2012 What Works for Latino Students in Higher Education
The importance of college degree completion for U.S. society and economic competitiveness makes it imperative to improve educational outcomes for Latino students. Institutional leaders, educators, and policymakers who recognize this imperative are challenged to determine what they can do to improve educational outcomes for Latino students.
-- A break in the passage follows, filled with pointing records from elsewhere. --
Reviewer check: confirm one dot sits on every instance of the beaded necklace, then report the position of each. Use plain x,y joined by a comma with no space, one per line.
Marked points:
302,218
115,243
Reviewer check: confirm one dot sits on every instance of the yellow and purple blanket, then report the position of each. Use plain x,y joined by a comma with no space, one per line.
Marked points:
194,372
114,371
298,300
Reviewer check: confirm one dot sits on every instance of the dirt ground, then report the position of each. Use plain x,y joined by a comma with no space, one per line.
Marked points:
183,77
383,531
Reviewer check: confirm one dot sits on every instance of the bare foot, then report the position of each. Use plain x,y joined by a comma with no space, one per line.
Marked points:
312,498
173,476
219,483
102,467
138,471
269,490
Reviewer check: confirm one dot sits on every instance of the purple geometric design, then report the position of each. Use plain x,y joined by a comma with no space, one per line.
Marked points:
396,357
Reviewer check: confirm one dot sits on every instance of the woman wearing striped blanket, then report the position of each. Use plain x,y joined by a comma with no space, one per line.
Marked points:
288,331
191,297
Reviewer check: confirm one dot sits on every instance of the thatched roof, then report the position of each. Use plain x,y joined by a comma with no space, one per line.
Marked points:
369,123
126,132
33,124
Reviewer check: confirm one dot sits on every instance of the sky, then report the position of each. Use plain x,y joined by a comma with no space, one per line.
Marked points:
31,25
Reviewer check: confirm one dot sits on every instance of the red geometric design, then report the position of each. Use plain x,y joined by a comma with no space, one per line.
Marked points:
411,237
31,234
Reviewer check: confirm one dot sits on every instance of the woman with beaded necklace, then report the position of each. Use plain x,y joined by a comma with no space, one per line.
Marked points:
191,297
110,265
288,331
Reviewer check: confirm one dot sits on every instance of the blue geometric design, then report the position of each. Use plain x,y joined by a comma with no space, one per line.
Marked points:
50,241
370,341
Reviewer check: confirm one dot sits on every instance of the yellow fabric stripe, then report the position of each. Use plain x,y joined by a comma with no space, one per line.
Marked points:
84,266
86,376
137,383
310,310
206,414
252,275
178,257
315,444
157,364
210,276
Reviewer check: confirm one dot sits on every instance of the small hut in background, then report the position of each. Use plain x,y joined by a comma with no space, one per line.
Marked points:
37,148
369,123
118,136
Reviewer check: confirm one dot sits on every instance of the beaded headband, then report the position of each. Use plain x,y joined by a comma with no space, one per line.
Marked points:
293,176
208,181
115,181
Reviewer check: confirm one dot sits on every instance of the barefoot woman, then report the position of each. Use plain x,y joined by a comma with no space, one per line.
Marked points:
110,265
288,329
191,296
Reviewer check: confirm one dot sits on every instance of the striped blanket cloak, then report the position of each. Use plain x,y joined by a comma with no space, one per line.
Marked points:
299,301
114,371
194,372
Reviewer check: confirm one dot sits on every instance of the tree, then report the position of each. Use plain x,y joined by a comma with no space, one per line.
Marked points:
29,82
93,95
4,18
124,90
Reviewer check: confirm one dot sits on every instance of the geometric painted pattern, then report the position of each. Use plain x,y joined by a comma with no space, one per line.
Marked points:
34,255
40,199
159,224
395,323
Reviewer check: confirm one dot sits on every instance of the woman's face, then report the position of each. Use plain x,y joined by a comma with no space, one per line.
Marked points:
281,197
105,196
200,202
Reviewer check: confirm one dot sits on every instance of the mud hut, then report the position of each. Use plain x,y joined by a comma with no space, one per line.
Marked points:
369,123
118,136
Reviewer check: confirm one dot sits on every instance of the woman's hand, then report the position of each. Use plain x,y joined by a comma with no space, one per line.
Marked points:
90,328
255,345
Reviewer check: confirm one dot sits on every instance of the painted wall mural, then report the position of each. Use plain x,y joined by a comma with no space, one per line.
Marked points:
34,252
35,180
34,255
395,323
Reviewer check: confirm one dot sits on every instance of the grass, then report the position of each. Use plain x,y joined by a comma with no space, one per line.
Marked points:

Excelencia in Education responds to this challenge by linking research, policy, and practice that supports higher educational achievement for Latino students. Premier in this effort is Examples of Excelencia, a national initiative to systematically identify and honor programs boosting Latino enrollment, performance and graduation with evidence of effectiveness. While there are a growing number of programs worthy of recognition for their efforts to increase Latino student success, Examples of Excelencia focuses on institution-based programs and departments. These programs do not serve Latino students exclusively, but each program disaggregates their data and can demonstrate
success with Latino students.
The 2012 Examples of Excelencia are:
Associate Level - DirectConnect at Valencia College (FL)
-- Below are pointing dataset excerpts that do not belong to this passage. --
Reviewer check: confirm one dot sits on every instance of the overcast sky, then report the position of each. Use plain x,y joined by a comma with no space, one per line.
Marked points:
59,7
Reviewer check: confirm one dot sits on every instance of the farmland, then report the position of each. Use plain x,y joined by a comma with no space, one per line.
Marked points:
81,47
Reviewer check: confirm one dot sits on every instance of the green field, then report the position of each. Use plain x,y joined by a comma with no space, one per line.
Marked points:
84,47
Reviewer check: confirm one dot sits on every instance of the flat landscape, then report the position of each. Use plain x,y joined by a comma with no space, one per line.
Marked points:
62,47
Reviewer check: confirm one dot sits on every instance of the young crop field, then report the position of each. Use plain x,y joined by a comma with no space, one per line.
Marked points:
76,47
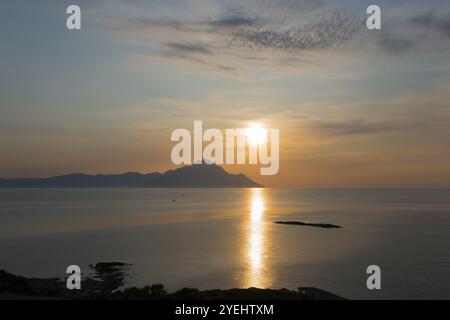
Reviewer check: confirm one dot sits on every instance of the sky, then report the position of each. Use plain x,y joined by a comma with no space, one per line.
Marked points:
355,107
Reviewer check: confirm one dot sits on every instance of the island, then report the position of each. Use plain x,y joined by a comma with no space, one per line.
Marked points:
317,225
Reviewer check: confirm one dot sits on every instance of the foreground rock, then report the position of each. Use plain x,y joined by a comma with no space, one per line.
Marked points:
318,225
20,288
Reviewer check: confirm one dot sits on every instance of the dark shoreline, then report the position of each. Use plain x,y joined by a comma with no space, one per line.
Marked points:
105,287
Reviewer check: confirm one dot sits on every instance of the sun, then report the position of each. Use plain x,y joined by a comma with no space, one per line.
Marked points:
256,134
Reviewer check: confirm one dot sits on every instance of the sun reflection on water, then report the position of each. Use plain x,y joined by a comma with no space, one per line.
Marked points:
256,270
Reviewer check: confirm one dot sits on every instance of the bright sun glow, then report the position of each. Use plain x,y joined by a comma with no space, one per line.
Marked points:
256,134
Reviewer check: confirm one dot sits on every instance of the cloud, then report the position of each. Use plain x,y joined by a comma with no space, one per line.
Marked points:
353,127
290,34
434,21
186,48
394,44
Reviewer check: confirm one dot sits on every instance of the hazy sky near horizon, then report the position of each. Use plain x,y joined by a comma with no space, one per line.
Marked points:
356,108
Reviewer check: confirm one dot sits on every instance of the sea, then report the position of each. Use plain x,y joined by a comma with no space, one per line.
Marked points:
228,238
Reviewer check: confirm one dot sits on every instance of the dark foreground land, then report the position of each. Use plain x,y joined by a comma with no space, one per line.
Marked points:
107,278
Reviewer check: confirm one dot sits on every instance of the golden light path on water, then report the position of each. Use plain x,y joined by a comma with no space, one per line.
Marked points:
256,274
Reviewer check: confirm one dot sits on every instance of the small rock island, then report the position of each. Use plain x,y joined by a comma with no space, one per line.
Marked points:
317,225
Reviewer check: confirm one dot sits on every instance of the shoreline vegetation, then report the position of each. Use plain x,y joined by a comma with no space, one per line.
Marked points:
108,277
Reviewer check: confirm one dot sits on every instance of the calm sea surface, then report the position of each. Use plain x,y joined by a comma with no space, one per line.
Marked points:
223,238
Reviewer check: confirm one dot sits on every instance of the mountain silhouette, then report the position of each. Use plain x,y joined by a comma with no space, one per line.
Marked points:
200,175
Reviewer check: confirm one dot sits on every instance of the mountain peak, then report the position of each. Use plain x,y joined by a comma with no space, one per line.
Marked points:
198,175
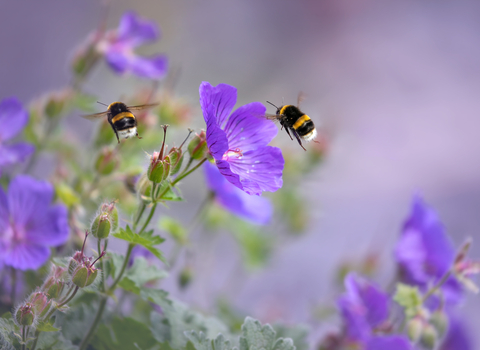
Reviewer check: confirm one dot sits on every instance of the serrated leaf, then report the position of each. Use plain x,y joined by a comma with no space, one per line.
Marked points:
200,342
47,326
145,239
409,298
256,336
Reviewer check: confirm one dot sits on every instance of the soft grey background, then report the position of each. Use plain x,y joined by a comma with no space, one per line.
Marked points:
396,83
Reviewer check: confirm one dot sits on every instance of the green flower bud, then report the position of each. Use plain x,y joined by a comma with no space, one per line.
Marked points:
101,226
185,277
106,161
175,157
159,169
197,148
429,337
144,186
439,321
25,315
415,329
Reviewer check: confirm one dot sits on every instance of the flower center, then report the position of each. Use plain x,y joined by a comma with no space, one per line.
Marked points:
232,153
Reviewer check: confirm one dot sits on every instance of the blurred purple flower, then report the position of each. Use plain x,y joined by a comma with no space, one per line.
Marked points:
238,141
29,225
364,307
424,252
13,118
118,47
456,338
255,209
138,250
Baccalaureate Level - School of Natural Sciences, Mathematics, and Engineering at California State University, Bakersfield (CA)
Graduate Level - Master of Business Administration Program at The University of Texas at El Paso (TX)
More detailed information about the 2012 awardees is included in this compendium. Also included is information about programs selected as finalists in each category and efforts in newer Latino communities to foster Latino student success.
This compendium is a central component of the Examples of Excelencia initiative. By sharing what works we hope to prompt educators and policymakers to challenge the current status of Latino achievement in higher education and inspire these decision makers to work to increase Latino student success. All the programs profiled in this compendium are at the forefront of meeting the challenge of improving higher educational achievement for Latino students and we congratulate them for their current and continued efforts.